Cover: Deutschland und 'seine' Kroaten.Ulrich Schiller, Slawist und ehemaliger ARD-Hörfunkkorrespondent in Belgrad, Moskau und Washington, beschreibt in seinem neuen Buch sehr anschaulich die historischen Ursachen, die zu den jugoslawischen Zerfallskriegen in den 1990er Jahren führten.

Schiller beleuchtet die Geschichte der Balkanstaaten und erklärt die historischen Konflikte zwischen Serben und Kroaten sehr verständlich und anschaulich. Dabei ist das Buch keine trockene historische Abhandlung, es ist spannend zu lesen und dem Autor ist die persönliche Betroffenheit anzumerken, die sich aus vielfältigen Kontakten und Freundschaften zu Menschen in der Region ergeben hat.

Wer in Deutschland nicht gerade Geschichte oder Slawistik studiert hat, weiß wenig über Massenmorde in Karstgruben, KZ-Lagern, Kirchenverbrennungen, über den kroatischen Holocaust an den Juden, der noch vor Hitlers „Endlösung“ begonnen hatte. Wer kennt die Verflechtungen Hitlers mit Ante Pavelic, wer die Hintergründe des Ustascha-Faschismus? In Schillers Buch wird die Kontinuität des Ustascha-Faschismus bis zu Franjo Tudjmans Nationalismus aufgearbeitet, die Fehler Titos beleuchtet und der Zerfall Jugoslawiens erklärt. Es beschreibt ebenso die unglückliche Rolle der deutschen Politik, die vom Balkan wenig Ahnung hatte und der Aufgabe des Konfliktmanagements in Jugoslawien nicht gewachsen war. Die voreilige Anerkennung Kroatiens als selbständiger Staat durch Kohl und Genscher (ohne sich gegen Tudjmans Absicht gewehrt zu haben, Bosnien zwischen Kroatien und Serbien aufzuteilen), bezahlte die bosnische Bevölkerung bitter, wie Hans Koschnik, 1994 bis 1996 Administrator der Europäischen Union in Mostar, in seinem Vorwort schreibt. In der Fokussierung auf die Untaten des serbischen Führers Slobodan Milosevic wurde nicht wahrgenommen, wie sehr Franjo Tudjman diesem ähnelte.

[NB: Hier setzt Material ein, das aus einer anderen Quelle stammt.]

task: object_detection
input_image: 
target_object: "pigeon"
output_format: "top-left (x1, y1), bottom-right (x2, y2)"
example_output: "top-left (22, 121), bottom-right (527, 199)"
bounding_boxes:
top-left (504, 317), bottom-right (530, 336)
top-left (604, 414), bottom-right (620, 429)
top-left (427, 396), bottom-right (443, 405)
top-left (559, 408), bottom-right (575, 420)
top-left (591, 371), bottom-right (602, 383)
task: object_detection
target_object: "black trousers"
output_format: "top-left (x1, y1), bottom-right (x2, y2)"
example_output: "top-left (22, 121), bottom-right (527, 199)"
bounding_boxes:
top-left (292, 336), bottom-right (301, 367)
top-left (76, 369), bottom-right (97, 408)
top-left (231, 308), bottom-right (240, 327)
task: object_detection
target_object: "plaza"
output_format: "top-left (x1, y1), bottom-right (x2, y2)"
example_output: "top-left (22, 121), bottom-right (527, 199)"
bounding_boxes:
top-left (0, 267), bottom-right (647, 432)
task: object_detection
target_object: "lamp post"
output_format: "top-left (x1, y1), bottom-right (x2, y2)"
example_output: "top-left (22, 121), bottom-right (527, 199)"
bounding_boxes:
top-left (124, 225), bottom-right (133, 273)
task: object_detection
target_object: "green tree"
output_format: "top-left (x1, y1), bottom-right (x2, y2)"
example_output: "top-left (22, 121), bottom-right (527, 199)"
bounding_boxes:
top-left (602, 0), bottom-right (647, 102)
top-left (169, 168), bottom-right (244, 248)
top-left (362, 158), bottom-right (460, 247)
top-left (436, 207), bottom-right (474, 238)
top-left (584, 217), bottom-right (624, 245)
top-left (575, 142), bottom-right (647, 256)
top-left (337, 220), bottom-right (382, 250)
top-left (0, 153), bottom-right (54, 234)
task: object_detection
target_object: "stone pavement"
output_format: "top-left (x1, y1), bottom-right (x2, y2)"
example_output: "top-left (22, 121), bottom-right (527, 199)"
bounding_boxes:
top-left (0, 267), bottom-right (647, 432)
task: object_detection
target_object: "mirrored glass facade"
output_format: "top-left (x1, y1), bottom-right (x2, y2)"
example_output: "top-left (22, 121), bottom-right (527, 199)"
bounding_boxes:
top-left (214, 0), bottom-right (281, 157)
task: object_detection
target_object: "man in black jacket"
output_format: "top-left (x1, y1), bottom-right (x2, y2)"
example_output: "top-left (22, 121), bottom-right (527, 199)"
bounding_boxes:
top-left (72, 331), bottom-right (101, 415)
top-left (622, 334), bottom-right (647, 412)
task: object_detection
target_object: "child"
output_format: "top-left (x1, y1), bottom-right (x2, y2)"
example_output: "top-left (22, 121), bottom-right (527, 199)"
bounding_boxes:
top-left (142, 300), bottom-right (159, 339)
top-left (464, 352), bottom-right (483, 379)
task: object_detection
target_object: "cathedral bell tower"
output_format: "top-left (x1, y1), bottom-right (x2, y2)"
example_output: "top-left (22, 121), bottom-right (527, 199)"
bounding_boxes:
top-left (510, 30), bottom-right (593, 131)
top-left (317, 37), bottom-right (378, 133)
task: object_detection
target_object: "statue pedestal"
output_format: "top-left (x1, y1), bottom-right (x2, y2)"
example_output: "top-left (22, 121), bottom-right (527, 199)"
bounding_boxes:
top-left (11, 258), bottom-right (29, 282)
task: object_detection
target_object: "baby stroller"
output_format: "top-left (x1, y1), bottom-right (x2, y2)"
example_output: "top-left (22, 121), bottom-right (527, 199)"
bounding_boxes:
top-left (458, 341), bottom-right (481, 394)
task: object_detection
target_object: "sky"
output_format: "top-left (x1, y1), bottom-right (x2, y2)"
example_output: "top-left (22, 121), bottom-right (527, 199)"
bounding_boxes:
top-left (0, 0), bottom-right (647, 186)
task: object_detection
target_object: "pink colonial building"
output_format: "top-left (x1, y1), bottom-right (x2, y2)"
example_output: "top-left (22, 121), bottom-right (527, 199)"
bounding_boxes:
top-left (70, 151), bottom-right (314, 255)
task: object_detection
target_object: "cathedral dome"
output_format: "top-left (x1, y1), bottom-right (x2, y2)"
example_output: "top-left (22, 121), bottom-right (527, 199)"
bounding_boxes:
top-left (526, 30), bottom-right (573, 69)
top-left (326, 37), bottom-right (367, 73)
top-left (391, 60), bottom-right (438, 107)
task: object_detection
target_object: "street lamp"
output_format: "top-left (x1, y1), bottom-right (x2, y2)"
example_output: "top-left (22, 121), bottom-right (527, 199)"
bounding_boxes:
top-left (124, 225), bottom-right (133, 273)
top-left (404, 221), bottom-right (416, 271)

Als Fazit zieht Schiller in seinem Buch die Forderung an die Kroaten, sich mit dem ersten Präsidenten eines selbständigen Kroatiens kritisch zu befassen. Es sollte nicht übersehen werden, dass der als „Vater der Nation“ nahezu mythisch-romantisch Verehrte auch Kriegsschuld auf sich geladen hat. Europa solle Kroatien bei der Bewältigung seiner jüngeren Geschichte helfen – und auch eine Aufarbeitung der damaligen Rolle Deutschlands wäre durchaus wünschenswert.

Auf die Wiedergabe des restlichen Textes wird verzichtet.